John Jeremiah Sullivan (born 1974) is an American writer, musician, teacher, and editor. He is a contributing writer for The New York Times Magazine , a contributing editor of Harper's Magazine , and the southern editor of The Paris Review . In 2014, he edited TheBest American Essays, a collection in which his work has been featured in previous years. He has also served on the faculty of Columbia University, Sewanee: The University of the South, and other institutions.
Sullivan was born in Louisville, Kentucky to Mike Sullivan, a sportswriter. His mother is an English professor. He earned his degree in 1997 from The University of the South, in Sewanee, Tennessee.
His first book, Blood Horses: Notes of a Sportswriter's Son, was published in 2004. It is part personal reminiscence, part elegy for his father, and part investigation into the history and culture of the thoroughbred racehorse. [1]
His second book, Pulphead: Essays (2011), [2] is an anthology of fourteen previously published magazine articles, with most of them "in substantially different form" [3] for the book.

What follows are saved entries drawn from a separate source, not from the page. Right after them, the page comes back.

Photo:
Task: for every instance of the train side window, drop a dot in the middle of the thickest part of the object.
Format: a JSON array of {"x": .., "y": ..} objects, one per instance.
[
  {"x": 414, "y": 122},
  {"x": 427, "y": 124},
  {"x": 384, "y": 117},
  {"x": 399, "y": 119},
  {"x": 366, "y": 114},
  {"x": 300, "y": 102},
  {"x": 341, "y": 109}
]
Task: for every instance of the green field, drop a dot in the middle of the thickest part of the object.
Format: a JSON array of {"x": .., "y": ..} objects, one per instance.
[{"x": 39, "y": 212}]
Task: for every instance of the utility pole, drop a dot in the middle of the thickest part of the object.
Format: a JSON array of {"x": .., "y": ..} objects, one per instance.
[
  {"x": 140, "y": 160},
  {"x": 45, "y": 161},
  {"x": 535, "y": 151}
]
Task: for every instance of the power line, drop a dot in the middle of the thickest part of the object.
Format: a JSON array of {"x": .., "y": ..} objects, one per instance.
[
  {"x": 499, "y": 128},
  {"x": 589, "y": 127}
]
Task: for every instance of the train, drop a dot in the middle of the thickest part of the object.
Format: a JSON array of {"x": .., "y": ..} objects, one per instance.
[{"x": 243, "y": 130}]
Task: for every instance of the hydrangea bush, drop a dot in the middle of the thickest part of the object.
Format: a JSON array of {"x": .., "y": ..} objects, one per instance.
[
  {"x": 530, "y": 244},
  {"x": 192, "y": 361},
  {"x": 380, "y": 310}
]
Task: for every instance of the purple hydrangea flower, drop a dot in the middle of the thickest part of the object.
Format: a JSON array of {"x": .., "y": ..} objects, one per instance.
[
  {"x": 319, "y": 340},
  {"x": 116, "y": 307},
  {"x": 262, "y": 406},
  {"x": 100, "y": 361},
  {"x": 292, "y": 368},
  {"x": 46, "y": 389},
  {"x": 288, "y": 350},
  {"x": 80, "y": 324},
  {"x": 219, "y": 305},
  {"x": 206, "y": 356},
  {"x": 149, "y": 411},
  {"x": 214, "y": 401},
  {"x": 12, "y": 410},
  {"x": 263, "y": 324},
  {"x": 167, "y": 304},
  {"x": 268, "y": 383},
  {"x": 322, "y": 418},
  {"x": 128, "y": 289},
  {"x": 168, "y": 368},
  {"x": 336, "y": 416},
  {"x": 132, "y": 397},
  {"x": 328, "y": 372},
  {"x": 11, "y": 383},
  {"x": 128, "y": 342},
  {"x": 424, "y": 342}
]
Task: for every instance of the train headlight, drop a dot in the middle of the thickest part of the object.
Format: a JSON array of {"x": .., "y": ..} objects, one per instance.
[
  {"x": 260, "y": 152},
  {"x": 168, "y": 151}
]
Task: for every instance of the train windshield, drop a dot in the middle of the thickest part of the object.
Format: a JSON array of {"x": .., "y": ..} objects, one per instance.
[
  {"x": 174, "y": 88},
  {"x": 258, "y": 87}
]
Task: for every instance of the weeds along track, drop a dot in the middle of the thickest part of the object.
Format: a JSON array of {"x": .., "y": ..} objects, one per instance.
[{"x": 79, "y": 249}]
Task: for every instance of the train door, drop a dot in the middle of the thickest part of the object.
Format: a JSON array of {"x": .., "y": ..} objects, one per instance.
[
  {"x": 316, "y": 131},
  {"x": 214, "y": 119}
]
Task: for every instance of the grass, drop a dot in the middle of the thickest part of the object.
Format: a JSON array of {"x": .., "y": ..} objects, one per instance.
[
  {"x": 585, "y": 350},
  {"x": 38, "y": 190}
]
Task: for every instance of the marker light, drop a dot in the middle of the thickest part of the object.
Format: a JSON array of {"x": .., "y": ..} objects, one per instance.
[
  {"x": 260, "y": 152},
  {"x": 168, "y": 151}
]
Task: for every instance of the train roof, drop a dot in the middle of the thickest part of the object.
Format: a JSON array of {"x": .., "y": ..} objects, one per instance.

Sullivan's essay "Mister Lytle: An Essay," originally published in The Paris Review , won a number of awards, including a National Magazine Award, and was anthologized in Pulphead. [4] Sullivan recounts how he lived with Andrew Nelson Lytle, when Lytle was in his 90s, helping him with house chores and learning some wisdom about writing and life.
His original music appears on the self-titled album Life of Saturdays.

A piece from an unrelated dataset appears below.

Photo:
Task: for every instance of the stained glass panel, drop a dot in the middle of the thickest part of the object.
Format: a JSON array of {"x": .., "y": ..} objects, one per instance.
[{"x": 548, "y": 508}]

In 2017, he helped lead a small group of 8th-grade students on a scavenger hunt to resurrect lost copies of The Daily Record, the African–American newspaper at the center of a white supremacist coup d'état and massacre that occurred in his adopted home town of Wilmington, NC, in 1898. [5] He and his team located seven total copies, all of which are digitized and available for view via the N.C. Digital Heritage Project.
In 2019, the New Yorker published Sullivan's novella, "Mother Nut," on its website. [6] [7]
Sullivan is married to Dr. Mariana Johnson, a film scholar and professor. [8] They have two daughters.